Alexander Chancellor

Reasons for feeling Scottish

I was born in England, and this is where I've lived and worked. But that's not the whole story

Shieldhill – the ancestral home of the Chancellor family and the house that links Alexander with Scotland. Photo: Pete Birkinshaw from flickr.com/photos/binaryape/35625924/ (CC BY 2.0) 
issue 20 September 2014

Sometimes I say I’m Scottish, a claim often greeted with understandable derision. I was born in England, in Hertfordshire, went to school and university in England and, apart from some spells abroad as a journalist, have always lived and worked in England. I don’t even have much Scottish blood.
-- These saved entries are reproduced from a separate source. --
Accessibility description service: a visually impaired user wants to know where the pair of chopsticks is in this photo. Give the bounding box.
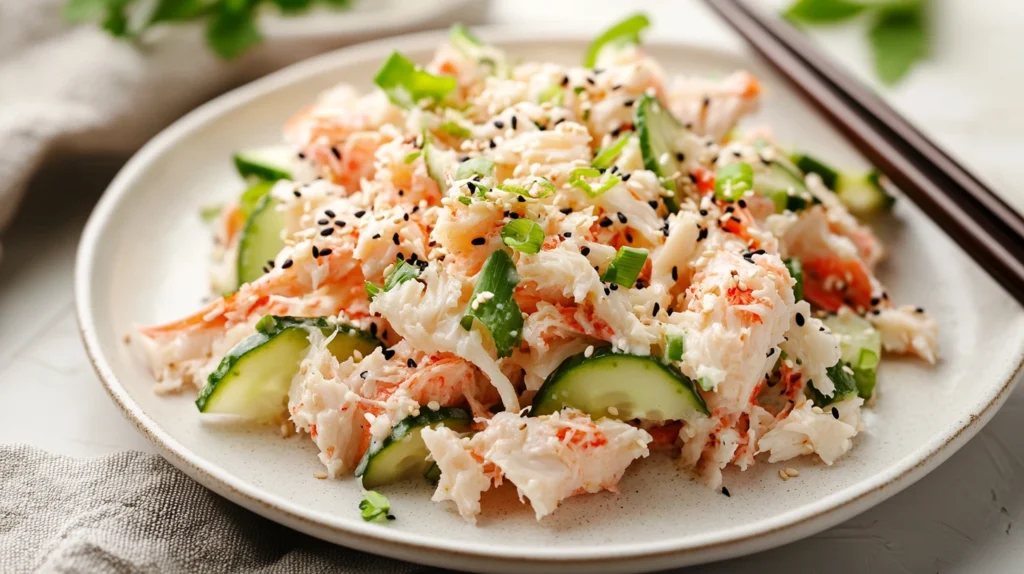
[703,0,1024,306]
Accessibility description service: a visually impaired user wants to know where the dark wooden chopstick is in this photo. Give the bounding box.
[703,0,1024,306]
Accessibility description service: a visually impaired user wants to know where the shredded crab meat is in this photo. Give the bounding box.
[132,22,938,517]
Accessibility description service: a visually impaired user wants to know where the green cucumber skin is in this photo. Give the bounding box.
[530,347,709,420]
[355,407,472,488]
[236,194,285,287]
[196,317,382,413]
[233,151,292,183]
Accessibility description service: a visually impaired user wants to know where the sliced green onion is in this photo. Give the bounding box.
[403,151,422,164]
[569,167,621,198]
[461,250,523,358]
[584,13,651,68]
[359,490,392,522]
[367,257,423,301]
[601,246,648,287]
[533,177,557,197]
[665,333,684,362]
[538,84,564,106]
[500,219,544,254]
[854,348,879,399]
[200,204,224,223]
[422,132,451,188]
[698,376,714,392]
[374,51,456,109]
[440,121,472,138]
[449,23,482,53]
[714,162,754,201]
[255,314,278,335]
[497,177,555,199]
[454,156,495,181]
[457,196,472,206]
[592,135,631,170]
[784,257,803,302]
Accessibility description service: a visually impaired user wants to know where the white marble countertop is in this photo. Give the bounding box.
[2,1,1022,572]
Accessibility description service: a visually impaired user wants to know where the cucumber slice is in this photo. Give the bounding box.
[822,313,881,399]
[635,94,685,211]
[754,161,815,213]
[836,170,895,216]
[355,407,472,488]
[422,134,453,190]
[233,146,294,183]
[791,153,839,190]
[809,361,860,406]
[530,348,708,422]
[197,316,381,421]
[237,194,285,287]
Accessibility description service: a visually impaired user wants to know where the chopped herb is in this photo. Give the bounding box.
[714,162,754,201]
[600,246,648,288]
[374,51,456,109]
[500,219,545,254]
[359,490,392,522]
[461,250,523,358]
[584,13,651,67]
My mother was English, from the West Country, and three of my four grandparents were English too. I have no trace of a Scottish accent. I don’t even know Scotland very well. I have never had a home there and have never lived there. As far as Alex Salmond is concerned, I might as well be Lithuanian.
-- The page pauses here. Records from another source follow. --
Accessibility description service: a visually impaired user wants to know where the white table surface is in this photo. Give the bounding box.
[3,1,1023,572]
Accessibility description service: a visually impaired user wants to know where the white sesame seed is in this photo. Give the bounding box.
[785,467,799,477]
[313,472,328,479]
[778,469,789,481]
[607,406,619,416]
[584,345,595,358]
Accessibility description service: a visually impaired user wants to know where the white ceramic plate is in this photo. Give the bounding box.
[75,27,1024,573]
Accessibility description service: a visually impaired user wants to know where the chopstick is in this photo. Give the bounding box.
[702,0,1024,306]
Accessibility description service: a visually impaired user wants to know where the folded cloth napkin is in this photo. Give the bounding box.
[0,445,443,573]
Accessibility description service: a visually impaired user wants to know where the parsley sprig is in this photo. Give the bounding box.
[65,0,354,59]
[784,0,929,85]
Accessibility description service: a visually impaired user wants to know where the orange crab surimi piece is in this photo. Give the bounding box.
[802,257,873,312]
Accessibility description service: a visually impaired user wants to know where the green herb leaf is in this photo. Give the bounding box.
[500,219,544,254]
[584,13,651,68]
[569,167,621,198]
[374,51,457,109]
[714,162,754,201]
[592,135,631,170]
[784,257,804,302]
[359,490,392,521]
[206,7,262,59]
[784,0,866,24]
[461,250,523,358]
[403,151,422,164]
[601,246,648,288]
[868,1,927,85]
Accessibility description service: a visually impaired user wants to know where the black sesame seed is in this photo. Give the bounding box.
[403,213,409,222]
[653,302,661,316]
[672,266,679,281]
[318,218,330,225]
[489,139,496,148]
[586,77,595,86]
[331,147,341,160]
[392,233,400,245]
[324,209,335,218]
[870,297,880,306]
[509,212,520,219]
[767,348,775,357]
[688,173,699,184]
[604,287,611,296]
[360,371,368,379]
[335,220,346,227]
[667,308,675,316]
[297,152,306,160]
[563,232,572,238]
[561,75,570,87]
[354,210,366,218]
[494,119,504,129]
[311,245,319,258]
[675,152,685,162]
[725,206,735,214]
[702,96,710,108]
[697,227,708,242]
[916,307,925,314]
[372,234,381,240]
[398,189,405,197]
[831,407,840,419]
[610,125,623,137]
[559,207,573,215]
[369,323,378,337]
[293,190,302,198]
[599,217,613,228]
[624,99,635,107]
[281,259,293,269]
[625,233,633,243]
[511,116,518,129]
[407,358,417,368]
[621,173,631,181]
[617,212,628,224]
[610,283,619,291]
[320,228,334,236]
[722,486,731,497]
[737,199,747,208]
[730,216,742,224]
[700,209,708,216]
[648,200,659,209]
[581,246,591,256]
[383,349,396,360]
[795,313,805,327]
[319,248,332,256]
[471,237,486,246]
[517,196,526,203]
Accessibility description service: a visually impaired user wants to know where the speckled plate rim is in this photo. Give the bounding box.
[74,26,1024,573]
And yet, Scotland is very much part of me. Though it may not sound like it, the name Chancellor is Scottish. It may have had its origins in Normandy, but for centuries the Chancellors lived in Lanarkshire near to the little town of Biggar, halfway between Glasgow and Edinburgh. Since the early 15th century at least, they are recorded as having lived in a house called Shieldhill, now a hotel known as ‘Shieldhill Castle’ (which it isn’t) and oddly described on its website as having been ‘established in 1199’.

The last member of my family to live there was my grandfather, Sir John Chancellor, who died in 1952 when I was 12 years old. He had been educated in Scotland, at Blair Lodge at Polmont in Stirlingshire, but afterwards became a soldier in the Royal Engineers, rising to the rank of Lieutenant-Colonel, when he was recruited into the British colonial service, serving as governor of three British colonies before ending his career in the 1930s as High Commissioner in Palestine under the British Mandate, a job he used to describe as the same as that of Pontius Pilate.